Love him, hate him - Jerry was no 'crumb'
CHICAGO (AP) Respected and reviled in his hometown, this much can't be argued when it comes to Jerry Krause: He helped take the Chicago Bulls to heights few teams have reached.
Krause, the general manager of the Bulls during a 1990s dynasty that included six NBA championships with Michael Jordan and Scottie Pippen leading the way, has died. He was 77.
The Bulls confirmed his death on Tuesday.
A Chicago native, Krause spent 18 seasons leading the Bulls' front office and was a two-time NBA executive of the year. He helped put together a run that ranks among the most successful in NBA history and made the franchise a worldwide brand.
"The entire Bulls organisation is deeply saddened by the passing of Jerry Krause," chairman Jerry Reinsdorf said. "Jerry was one of the hardest working guys I have ever been around, and he was one of the best talent evaluators ever. Jerry played an integral role in our run of six championships in eight years. He truly was the architect of all our great teams in the '90s."

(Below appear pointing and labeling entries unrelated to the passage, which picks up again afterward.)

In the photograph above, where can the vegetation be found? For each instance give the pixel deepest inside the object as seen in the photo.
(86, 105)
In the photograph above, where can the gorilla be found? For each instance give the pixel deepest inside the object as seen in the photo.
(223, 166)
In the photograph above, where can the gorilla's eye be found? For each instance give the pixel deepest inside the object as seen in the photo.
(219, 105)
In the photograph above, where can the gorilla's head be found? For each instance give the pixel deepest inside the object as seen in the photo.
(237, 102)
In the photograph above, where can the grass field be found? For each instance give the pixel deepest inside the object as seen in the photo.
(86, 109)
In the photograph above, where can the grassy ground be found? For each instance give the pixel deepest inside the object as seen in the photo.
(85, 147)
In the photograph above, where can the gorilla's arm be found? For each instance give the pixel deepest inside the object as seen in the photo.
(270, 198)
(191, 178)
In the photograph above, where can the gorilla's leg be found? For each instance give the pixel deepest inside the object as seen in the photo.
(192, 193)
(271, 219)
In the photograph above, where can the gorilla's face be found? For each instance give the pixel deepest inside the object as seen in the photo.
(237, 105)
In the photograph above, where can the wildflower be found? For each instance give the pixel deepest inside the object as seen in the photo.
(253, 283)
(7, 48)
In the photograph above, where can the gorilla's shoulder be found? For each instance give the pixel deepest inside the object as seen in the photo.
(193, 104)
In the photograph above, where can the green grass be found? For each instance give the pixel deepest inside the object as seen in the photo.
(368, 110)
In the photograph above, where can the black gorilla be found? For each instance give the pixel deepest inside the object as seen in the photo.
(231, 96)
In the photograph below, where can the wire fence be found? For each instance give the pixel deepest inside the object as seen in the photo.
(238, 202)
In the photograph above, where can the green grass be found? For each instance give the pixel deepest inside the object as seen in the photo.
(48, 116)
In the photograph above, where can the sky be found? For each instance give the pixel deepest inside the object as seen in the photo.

With Jordan and Pippen soaring around Chicago and Phil Jackson pulling the strings from the sideline, the Bulls dominated in a way few teams have. Krause, who took over as general manager in 1985, was responsible for surrounding Jordan with the pieces that helped create two championship three-peats in the 1990s.
"Jerry was a key figure in the Chicago Bulls' dynasty of the 1990s and meant so much to the Bulls, the White Sox and the entire city of Chicago," Jordan, the Charlotte Hornets' owner, said through his spokesperson. "My heartfelt condolences go out to his wife, Thelma, his family and friends."
For all their success, it wasn't necessarily a smooth ride. Jordan referred to him as "crumbs" for doughnut residue on his clothes. A feud with Krause contributed to Jackson's departure and the disintegration of the dynasty following the second three-peat in 1998.
It didn't help Krause's image when he was quoted as saying, "Players and coaches don't win championships, organisations win championships."
He insisted he was simply trying to give scouts and employees behind the scenes their due and that he actually said this: "Players and coaches alone don't win championships, organisations."